There was also a lot of just-plain-ordinary denial. That car got an EPA-rated 46 MPG, which, for the time, and the size of the car, was absolutely outstanding. This was a time when you could not find a traditional gas car with similar interior volume that broke 30 MPG.
It was, as I have noted before, alone in its level of efficiency. That’s expressed below by an index combining gas mileage and interior volume. (This is my calculation, from EPA mileage data.)
At that time, if you were willing to drive a small car, and required that it get at least a whopping 35 MPG overall, your choices were:
- Honda Insight (basically, a tiny 2-seater).
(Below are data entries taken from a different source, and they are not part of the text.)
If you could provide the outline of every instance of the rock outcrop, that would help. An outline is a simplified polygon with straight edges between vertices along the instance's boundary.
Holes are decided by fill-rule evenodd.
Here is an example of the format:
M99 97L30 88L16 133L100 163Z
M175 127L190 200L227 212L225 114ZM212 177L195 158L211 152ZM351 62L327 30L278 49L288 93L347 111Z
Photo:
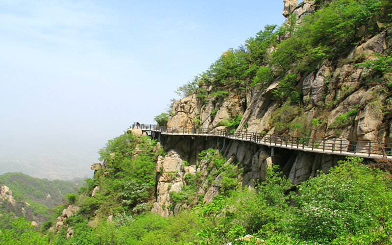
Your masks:
M285 3L284 8L283 9L283 16L288 17L293 11L294 9L298 5L297 0L283 0Z
M286 13L295 14L298 24L304 16L314 13L317 9L315 1L305 0L298 5L296 1L285 2ZM222 122L239 115L243 117L238 130L323 138L327 144L331 145L333 142L341 142L342 146L335 146L334 150L350 149L344 146L349 144L351 147L361 151L368 149L369 141L391 142L392 117L385 111L387 108L392 109L392 104L390 100L385 100L385 86L380 85L380 79L383 78L377 76L369 78L368 69L358 63L377 59L376 54L389 52L392 47L392 28L367 38L348 52L349 54L345 58L339 61L325 60L314 71L298 74L295 89L303 96L301 106L288 107L284 112L288 113L292 109L294 112L290 121L279 122L287 125L284 132L276 126L276 122L272 120L279 113L283 104L273 93L281 77L277 77L266 89L255 87L242 91L228 91L228 94L223 99L215 97L216 93L213 93L212 87L206 87L208 95L204 100L192 95L174 103L173 114L168 126L199 127L207 130L225 128ZM387 77L388 75L385 75ZM369 79L376 81L363 86ZM381 81L377 82L379 80ZM192 142L195 140L200 145ZM358 140L362 141L354 143ZM177 154L175 157L161 159L158 163L159 168L164 166L164 169L169 172L176 173L172 178L164 172L160 173L159 194L154 208L161 215L165 213L165 215L169 215L170 212L164 211L162 206L170 204L172 188L181 190L185 184L183 177L185 169L182 161L190 162L190 169L195 172L202 172L203 161L197 154L202 149L205 149L207 146L198 137L191 139L185 137L169 137L165 145L167 148L176 149ZM234 159L245 166L246 171L241 176L241 181L243 185L251 187L254 185L252 180L265 177L267 166L271 164L279 165L293 184L297 185L315 176L318 171L328 172L343 158L333 155L282 149L277 149L275 155L271 156L271 151L268 148L227 139L224 147L221 145L215 147L222 150L228 161ZM210 201L219 193L221 179L221 176L218 175L213 180L213 184L203 182L200 186L197 195L204 195L203 202Z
- Honda Civic Hybrid (as shown on the chart above).
- Three small VW models with 35 MPG turbo-diesels.
This per the federal website fueleconomy.gov.
And yet, I used to joke that my wife’s Prius single-handedly improved the gas mileage of the U.S. automobile fleet. Because, every time we mentioned 46 MPG, the universal response was, “Big deal, I get almost that good of a mileage in my fill-in-the-blank.” That Prius was the best thing that ever happened to the gas mileage of all of our friends’ cars.
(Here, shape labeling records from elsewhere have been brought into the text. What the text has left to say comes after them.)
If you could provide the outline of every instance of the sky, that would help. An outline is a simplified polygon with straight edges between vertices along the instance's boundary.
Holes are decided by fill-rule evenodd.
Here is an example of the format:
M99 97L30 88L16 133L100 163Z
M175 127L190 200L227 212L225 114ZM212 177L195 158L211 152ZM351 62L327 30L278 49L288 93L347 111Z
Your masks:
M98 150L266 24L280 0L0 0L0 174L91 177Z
The first year we owned that car, we heard about all kinds of mythical non-hybrid vehicles that easily got over 40 MPG. Easily. All the time. Without all that fancy hybrid nonsense.
In reality, none of these folks had a clue what they were talking about. None had actually carefully tracked mileage. Most had some impression of some road trip they once took where they think they got great mileage. Nobody was talking about city mileage. And so on.
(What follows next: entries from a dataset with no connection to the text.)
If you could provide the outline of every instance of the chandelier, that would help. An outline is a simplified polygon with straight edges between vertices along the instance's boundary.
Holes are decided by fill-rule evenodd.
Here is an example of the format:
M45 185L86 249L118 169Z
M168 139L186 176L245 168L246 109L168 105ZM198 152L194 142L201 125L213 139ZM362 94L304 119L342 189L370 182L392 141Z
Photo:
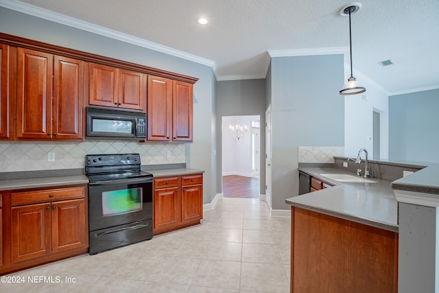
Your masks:
M244 134L247 132L247 126L241 126L239 124L239 120L237 120L237 124L235 126L230 125L228 126L229 130L230 130L230 133L233 137L235 137L239 140L239 139L244 137Z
But they all knew that hybrids were just so much hype.
As I continue to learn how to drive my wife’s 2021 Prius Prime for greatest fuel economy, I keep setting new personal bests. Most recently, we drove out to a local scenic byway (the Snickersville Turnpike) and back. Door-to-door, using “hybrid mode” (no energy from the grid), we managed to get 82.4 MPG over the course of the 80-mile round trip.
That was a mix of 55+ MPH urban arterial highways, country roads, and then small-town streets. So, no high-speed interstate driving.
Back in the day, people could fool themselves into thinking that their non-hybrid vehicle was just about as efficient as a Prius. Even though the U.S. EPA clearly said otherwise.
But this most recent generation of Prius, when driven with an eye toward best mileage (Post #1624), gets such eye-popping numbers that I don’t think you can kid yourself any more. This is now my second trip where I’ve ended around 80 MPG, driving the car in hybrid mode (i.e., not using energy from the grid.) Even our interstate trips now routinely yield high-60’s MPGs (admittedly, without the extreme speed limits present on Western interstates.)
And, separately, more than 70% of our miles are run purely on electricity from the grid. Which means the 65-to-80 MPG observed in hybrid mode is our version of gas-guzzling. In “EV mode”, using the battery and not the gas engine, we manage somewhere around what the EPA would term 150 MPGe.
This isn’t by way of bragging. It’s by way of setting the record straight about what’s routinely and reliably available these days. For not much money, as new car prices go.
I continue to read articles about how hard it is to move to electric transport, what a huge expense it entails, and so on. And, yeah, you can make it hard, and you can make it expensive, and inconvenient.
But none of that has to be true. Buy a quality plug-in hybrid electric vehicle (PHEV). If you’re like us, you’ll get most of the benefits of electrical transport and none of the drawbacks. Sure, you have to have some faith in the technology. You need to learn the do’s and don’t of taking care of that big battery. In a few areas, electricity is currently a more expensive fuel than gas, by a modest amount. But as far as I can tell, hybrids started out pretty good, and they just keep getting better.
I’m no longer satisfied when I only get 80 MPG, driving my wife’s hybrid. And I find that absolutely mind-blowing.